Patients suffering from dysentery today will most likely be treated to a course of antimicrobial agents, such as ampicillin or ciprofloxacin, two of the treatments recommended by the World Health Organization. But even as treatments have improved, challenges remain in addressing the problem of dysentery around the world. In the U.S., outbreaks are most common in high-density settings, such as nursery schools, mental institutions, and military barracks. It is also common among travelers from industrialized nations to the developing world. With the availability of antibiotics and easy access to hygienic conditions, these outbreaks rarely prove fatal. But diarrheal diseases still rank fourth globally as a cause of death, and second as a cause of years of productive life lost due to premature death and disability. Shigella in particular has been responsible for numerous fatal epidemics over the past century. Outbreaks in Central America from 1969 to 1973 were responsible for more than 20,000 deaths. Over the past two decades, epidemic dysentery has devastated refugee communities in central and southern Africa. During the Rwandan Genocide in 1994, dysentery ravaged refugee camps in Zaire, leading to approximately 20,000 deaths in the first month.
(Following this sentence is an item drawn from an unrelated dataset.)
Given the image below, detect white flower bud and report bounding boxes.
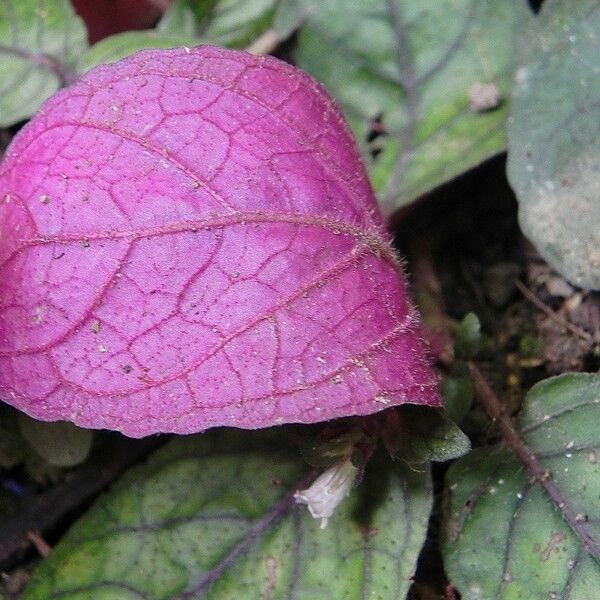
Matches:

The best hope today for improving outcomes and reducing dysentery epidemics is to improve sanitation, increase access to antibiotics, and develop vaccinations against the most common bacterial causes of dysentery. According to a 2012 Progress Report on Drinking Water and Sanitation, in the world's least developed countries only 11 percent of people have access to piped water and open defecation is practiced by nearly a quarter of the population. In a meta-analysis of studies conducted between 1990 and 2009, it was estimated that over 99 percent of diarrheal deaths could be prevented by timely treatment with ciprofloxacin or ceftriaxone. Vaccine development against the causes of dysentery, particularly Shigella, is a challenge due to the large number of disease-causing variants. Currently, candidate shigellosis vaccines are in advanced development, and include both killed and live vaccine approaches. The World Health Organization estimates that a vaccine with even 70 percent efficacy could prevent up to 91 million infections with Shigella and 605,000 deaths each year.
The devastation described by William Dewey in 1797 would be rare in Hanover today. But no matter where we live, we are all connected to the burden of diarrheal diseases. Progress in reducing death from dysentery has been uneven, and much work remains to be done. From Nathan Smith to the World Health Organization, from the students of Dartmouth Medical School in 1816 to the medical students of today, we are all faced with the challenge of ensuring that no person in the 21st century travels prematurely to "that bourne from whence no traveller returns."